In pass protection, Smith is tough for defenders to get by thanks to his significant size and length. His strength and weight allow him to anchor bull rushes and stop them cold. On the inside of the line, speed rushers struggle to get past him, where his length keeps them from collapsing the pocket and his strong hands help him to sustain his block. Smith does not have the feet or agility to play left tackle in the NFL, but if there were injuriesm he could be an emergency tackle given his experience blocking on the edge at Tennessee.
Smith is an average athlete at guard for the next level. He does well when pulling if it is a short distance needed, but long pulls or running out to the flat are weaknesses, as he can lumber in the open field.

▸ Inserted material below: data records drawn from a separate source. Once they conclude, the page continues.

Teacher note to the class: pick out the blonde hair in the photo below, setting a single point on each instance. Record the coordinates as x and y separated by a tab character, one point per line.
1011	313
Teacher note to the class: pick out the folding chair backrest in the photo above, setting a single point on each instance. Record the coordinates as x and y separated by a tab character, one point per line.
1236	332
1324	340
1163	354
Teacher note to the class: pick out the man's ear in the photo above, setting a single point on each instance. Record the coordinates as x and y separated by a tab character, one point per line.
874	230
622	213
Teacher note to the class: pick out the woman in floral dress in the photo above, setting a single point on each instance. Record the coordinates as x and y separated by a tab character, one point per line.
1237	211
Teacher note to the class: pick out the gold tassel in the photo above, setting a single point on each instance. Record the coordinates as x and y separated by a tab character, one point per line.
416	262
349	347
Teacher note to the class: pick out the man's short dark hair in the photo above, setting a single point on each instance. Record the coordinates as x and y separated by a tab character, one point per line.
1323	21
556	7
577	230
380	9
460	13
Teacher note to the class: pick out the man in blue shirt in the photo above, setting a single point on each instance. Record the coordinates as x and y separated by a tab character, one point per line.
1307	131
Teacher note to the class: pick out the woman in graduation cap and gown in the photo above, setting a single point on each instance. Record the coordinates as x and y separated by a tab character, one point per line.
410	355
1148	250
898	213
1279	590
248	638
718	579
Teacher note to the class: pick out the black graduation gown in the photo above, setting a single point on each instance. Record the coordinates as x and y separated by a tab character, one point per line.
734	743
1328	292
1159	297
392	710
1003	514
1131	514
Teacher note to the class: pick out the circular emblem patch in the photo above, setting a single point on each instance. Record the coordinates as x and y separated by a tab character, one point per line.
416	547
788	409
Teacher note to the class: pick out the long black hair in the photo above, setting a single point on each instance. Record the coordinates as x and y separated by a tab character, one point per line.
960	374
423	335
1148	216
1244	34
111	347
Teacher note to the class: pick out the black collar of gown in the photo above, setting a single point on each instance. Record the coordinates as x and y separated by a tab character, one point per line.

Thus, he would not be a great fit for a zone-blocking system. Smith has technical issues that he needs to work on in the NFL as well. There are too many times Smith loses his balance, and he has to improve his footwork.
The big concern for Smith in the NFL is durability. While he played the last two seasons, the return of the blood clots is a significant concern, according to sources across the league. If it weren't for the clots issue, Smith would be a safe pick to turn into a solid starter. Early in his NFL career, Smith could become a good starting guard - provided he can stay on the field. Smith has an outside shot of sneaking into the first round of the 2021 NFL Draft and should go no lower than the third round.
Player Comparison: Kelechi Osemele. Osemele is quicker and more athletic than Smith, but both are strong at the point of attack with the ability to block on the edge in an emergency. Osemele (6-5, 330) and Smith are identical in size and possess strength as run blockers. Osemele was a second-round pick, and Smith is likely to go in the second round of the 2021 NFL Draft.